An eternal optimist, Dr. Borah likes to see that with every obstacle a new path can be created.  While the screening and outreach activities have been halted due to COVID-19, a better option has emerged—house-to-house screenings. When the schools are safely open again, screening will one again commence; however, there is not good spectacle compliance in the schools where children are screened because there is minimal parent contact.

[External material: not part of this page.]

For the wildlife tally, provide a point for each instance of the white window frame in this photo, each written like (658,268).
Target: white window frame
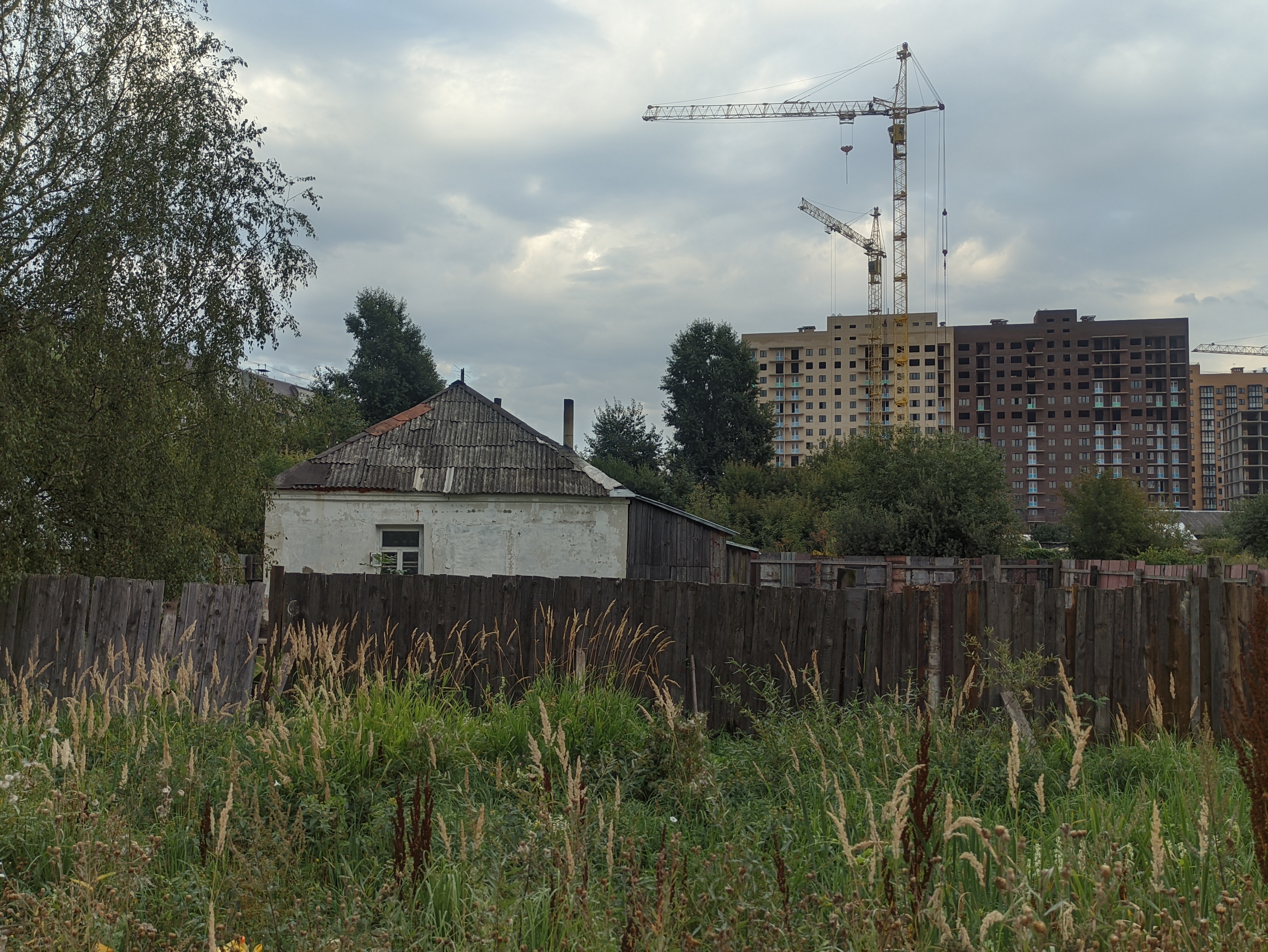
(399,553)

By the time the child returns home, the notice that the child needs spectacles is often not received.   But when  house screenings are conducted, health workers would immediately involve the parents in their child’s visual health.  The strategy is to reach out to the children in the home, which gives service providers the opportunity to provide vision screenings as well as creating awareness among families about vision care. Additionally, Dr. Borah sees great value in family screenings, which will allow healthcare workers to learn a lot more about the demographics. For example, if workers see multiple visual impairment cases in one family, they will be able to recognize any trends of similar eye problems within a family line or even a community. 

Megan and Dr. Borah look forward to continuing their conversation as they seek paths to collaborate in pursuit of their joint mission — helping to find children aged 0-6 years, and guide them to visual care, so they can see their way to a bright and beautiful future.